Islamic schools fill void: NYT

By: Our Staff Reporter | May 05, 2009 |
NEW YORK - With public education in shambles in Pakistan, the poorest families have turned to Islamic schools
that feed and house children while pushing a militant brand of Islam.
According to a media report, though religious seminaries make up only about seven percent of the primary
schools in the country, their influence has been amplified by the inadequacy of public education and the innate
religiosity of the countryside, where two-thirds of the people live.
The elementary school in a poor village is easy to mistake for a cow shed. It has a dirt floor and no lights, and
crows swoop through its glassless windows, The New York Times reported Monday.

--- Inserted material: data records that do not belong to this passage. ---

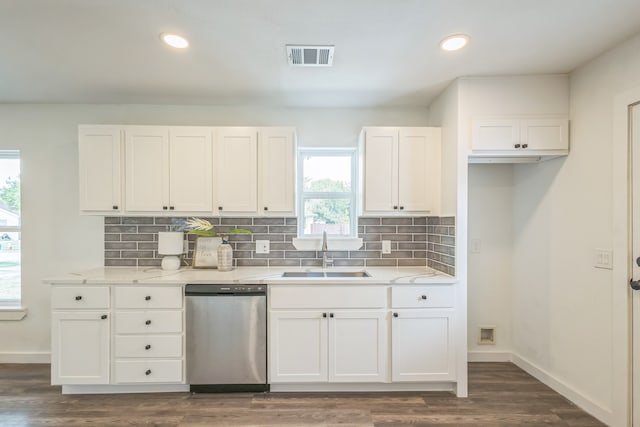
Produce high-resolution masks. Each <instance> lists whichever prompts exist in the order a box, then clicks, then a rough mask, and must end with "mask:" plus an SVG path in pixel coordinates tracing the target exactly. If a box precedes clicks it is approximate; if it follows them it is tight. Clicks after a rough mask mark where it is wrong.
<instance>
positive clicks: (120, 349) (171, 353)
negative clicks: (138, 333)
mask: <svg viewBox="0 0 640 427" xmlns="http://www.w3.org/2000/svg"><path fill="white" fill-rule="evenodd" d="M116 357H182V335H145V336H140V335H118V336H116Z"/></svg>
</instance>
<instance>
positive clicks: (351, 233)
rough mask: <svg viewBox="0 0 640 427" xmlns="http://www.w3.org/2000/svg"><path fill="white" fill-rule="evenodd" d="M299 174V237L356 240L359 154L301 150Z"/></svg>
mask: <svg viewBox="0 0 640 427" xmlns="http://www.w3.org/2000/svg"><path fill="white" fill-rule="evenodd" d="M298 172H299V173H298V189H299V191H300V197H299V199H298V203H299V206H298V212H299V214H298V215H299V219H298V236H299V237H317V236H320V235H322V233H323V232H324V231H326V232H327V234H330V235H334V236H343V237H355V236H356V235H357V231H358V230H357V226H356V189H357V185H356V178H355V177H356V151H355V150H353V149H300V150H299V151H298Z"/></svg>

The concentration of seminaries in southern Punjab has become an urgent concern in the face of Pakistans
expanding insurgency. The schools offer almost no instructions beyond memorising the Holy Quran, thus
creating a widening pool of young minds that are sympathetic to militancy.
In an analysis of the profiles of suicide bombers who have struck in Punjab, the Pakistan police said that more
than two-thirds had attended the seminaries.
We are at the beginning of a great storm that is about to sweep the country, said Ibn Abduh Rehman, who
directs the Human Rights Commission of Pakistan, an independent organisation. Its red alert for Pakistan.
President Barack Obama said in a news conference last week that he was gravely concerned about the
situation in Pakistan, and asked Congress to approve proposed assistance, tripling the aid to Pakistan for
non-military purposes, including education.
But education has never been a priority here, and even Pakistans current plan to double the spending on
education next year might collapse just like the past efforts, which were thwarted by sluggish bureaucracies,
unstable governments and a lack of commitment by Pakistans governing elite to the poor, The New York Times
says.
Pakistani families have long turned to seminaries and the religious schools make up a relatively small minority.
But even for the majority who attend public school, learning has an Islamic bent.
Literacy in Pakistan has grown from barely 20 percent at independence 61 years ago, and the government
recently improved the curriculum and reduced its emphasis on Islam.
But even today, only about half of Pakistanis can read and write, far below the proportion in countries with
similar per-capita income, like Vietnam.